From:Bryan Maloney <bjm10@...>
Date:Thursday, December 24, 1998, 18:45
On Thu, 24 Dec 1998, Raymond A. Brown wrote:

> /khristos/, /os/ being the nominative singular ending. Sometime between > the 1st and 4th cents AD - probably at different times in different regions > - it changed to /xristos/ which is still the Greek pronunciation.

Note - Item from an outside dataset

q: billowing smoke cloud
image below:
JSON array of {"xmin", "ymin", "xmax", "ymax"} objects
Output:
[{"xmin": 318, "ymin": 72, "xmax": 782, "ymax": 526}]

The modern Greek pronunciation is also /kristos/ and /khristos/, depending on which first-generatio Greek immigrant I'm talking to. In other words, don't swallow the state-recieved pronunciation on anything too wholeheartedly (although I have heard grumbling about how the Hellas educational system is trying mightily to eliminate the last of the dialects and accents). Now, when one asks for an "ancient" Greek pronunciation, there is no way to pin it down. First, there is the Erasmian mistake, wherein a scholar who spoke no Greek (although he could read it) decided to assign sound values to individual Greek letters. Then there are the various reconstructions of "Greek" (actually Greeks) for the "ancient" period, strictly speaking. However, when we get to matters of Christianity (linguistically), ancient Greek is long since gone. Instead, what is used is a Greek-based argot--"koine", with pronunciation extremely different from the Erasmian stuff. It's really interesting to hear protestant-trained folks trying to twist Koine into Erasmian pronunciation.